Un lavoratore presenta le dimissioni all’azienda per poi ottenere la pensione. È una procedura banale e facile, ma solo all’apparenza. Si devono infatti rispettare i tempi stabiliti simultaneamente dalla legge, dal contratto collettivo di lavoro di categoria, dalla normativa previdenziale.
Punto primo. Chi presenta le dimissioni deve farlo in anticipo (di quanto? lo stabilisce ogni singolo contratto collettivo o aziendale) rispetto al momento di lasciare effettivamente il lavoro. E se non lo fa scatta l’onere di pagare l’indennità di mancato preavviso durante il decorso della quale è come se continuasse a lavorare, e dunque impossibilitato a chiedere la pensione.
Punto secondo. Le dimissioni (e le risoluzioni consensuali) devono essere comunicate preventivamente agli uffici del Ministero del lavoro, presentando un apposito modulo sul quale deve essere indicata la data dalla quale il rapporto di lavoro cessa, vale a dire il primo giorno di mancato svolgimento del lavoro dipendente. Secondo il Ministero la data è quella successiva all’ultimo giorno di lavoro. Esempio: termine dell’attività 30 giugno, dimissioni 1° luglio.
Punto terzo. Per poter avere la pensione è necessario presentarsi “non occupato” al momento della decorrenza della prestazione. Ma sarebbe sbagliato riportare sul modulo INPS la stessa data indicata sul modulo ministeriale. Se infatti segnalassimo all’INPS, per tornare all’esempio, la data del 1° luglio la pensione automaticamente partirebbe dal 1° agosto. Perciò – attenti a non sbagliare – la data “significativa” per l’INPS è il 30 giugno, di modo che la pensione sarà liquidata correttamente dal 1° luglio.
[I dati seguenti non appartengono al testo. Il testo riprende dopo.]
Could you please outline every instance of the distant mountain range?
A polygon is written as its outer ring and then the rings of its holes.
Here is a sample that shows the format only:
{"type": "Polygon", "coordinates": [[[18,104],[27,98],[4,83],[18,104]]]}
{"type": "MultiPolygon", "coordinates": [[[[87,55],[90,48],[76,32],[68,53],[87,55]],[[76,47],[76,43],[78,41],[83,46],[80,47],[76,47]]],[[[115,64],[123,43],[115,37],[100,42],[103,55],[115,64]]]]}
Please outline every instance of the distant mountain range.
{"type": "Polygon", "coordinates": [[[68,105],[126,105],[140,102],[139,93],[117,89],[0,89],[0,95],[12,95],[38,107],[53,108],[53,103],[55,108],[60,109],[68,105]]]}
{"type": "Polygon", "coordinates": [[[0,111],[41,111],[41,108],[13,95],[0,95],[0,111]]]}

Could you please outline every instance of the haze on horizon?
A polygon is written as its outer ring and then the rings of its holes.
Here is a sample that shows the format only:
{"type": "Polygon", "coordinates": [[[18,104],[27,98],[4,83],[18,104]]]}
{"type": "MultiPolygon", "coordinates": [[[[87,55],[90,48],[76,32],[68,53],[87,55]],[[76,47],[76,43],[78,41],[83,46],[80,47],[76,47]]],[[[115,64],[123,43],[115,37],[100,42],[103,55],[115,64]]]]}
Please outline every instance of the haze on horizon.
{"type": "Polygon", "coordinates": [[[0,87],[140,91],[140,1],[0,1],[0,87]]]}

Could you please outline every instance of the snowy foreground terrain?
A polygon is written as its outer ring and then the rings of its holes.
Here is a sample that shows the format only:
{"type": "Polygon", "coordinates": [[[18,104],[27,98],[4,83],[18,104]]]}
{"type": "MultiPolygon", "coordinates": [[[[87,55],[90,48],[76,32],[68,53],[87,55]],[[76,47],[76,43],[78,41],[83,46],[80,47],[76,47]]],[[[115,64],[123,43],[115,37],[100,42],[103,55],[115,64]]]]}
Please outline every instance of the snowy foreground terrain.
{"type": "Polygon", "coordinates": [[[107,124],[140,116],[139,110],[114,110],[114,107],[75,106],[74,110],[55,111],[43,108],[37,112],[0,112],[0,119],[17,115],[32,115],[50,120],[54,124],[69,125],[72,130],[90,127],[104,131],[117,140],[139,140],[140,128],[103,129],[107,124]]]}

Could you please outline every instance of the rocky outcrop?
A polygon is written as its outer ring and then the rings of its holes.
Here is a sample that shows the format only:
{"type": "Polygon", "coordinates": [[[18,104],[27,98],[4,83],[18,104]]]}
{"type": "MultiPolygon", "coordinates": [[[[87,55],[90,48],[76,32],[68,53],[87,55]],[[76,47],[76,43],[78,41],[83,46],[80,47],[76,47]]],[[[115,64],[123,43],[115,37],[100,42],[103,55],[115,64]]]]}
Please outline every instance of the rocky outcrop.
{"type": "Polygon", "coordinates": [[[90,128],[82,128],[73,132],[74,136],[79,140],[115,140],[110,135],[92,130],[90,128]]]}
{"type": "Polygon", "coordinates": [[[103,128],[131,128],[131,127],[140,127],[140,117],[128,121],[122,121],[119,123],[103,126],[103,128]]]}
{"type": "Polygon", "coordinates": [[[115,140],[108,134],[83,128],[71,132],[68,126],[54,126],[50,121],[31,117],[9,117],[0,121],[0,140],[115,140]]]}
A questo punto nascerà di nuovo il diritto al lavoro senza perdere la pensione:
- direttamente dallo stesso 1° luglio se la persona verrà assunta da altra azienda;
- quanto meno dal 2 luglio se l’interessato verrà di nuovo preso in carico dalla stessa azienda, sempreché dimostri con i documenti che l’operazione rispetta tutte le regole della legge.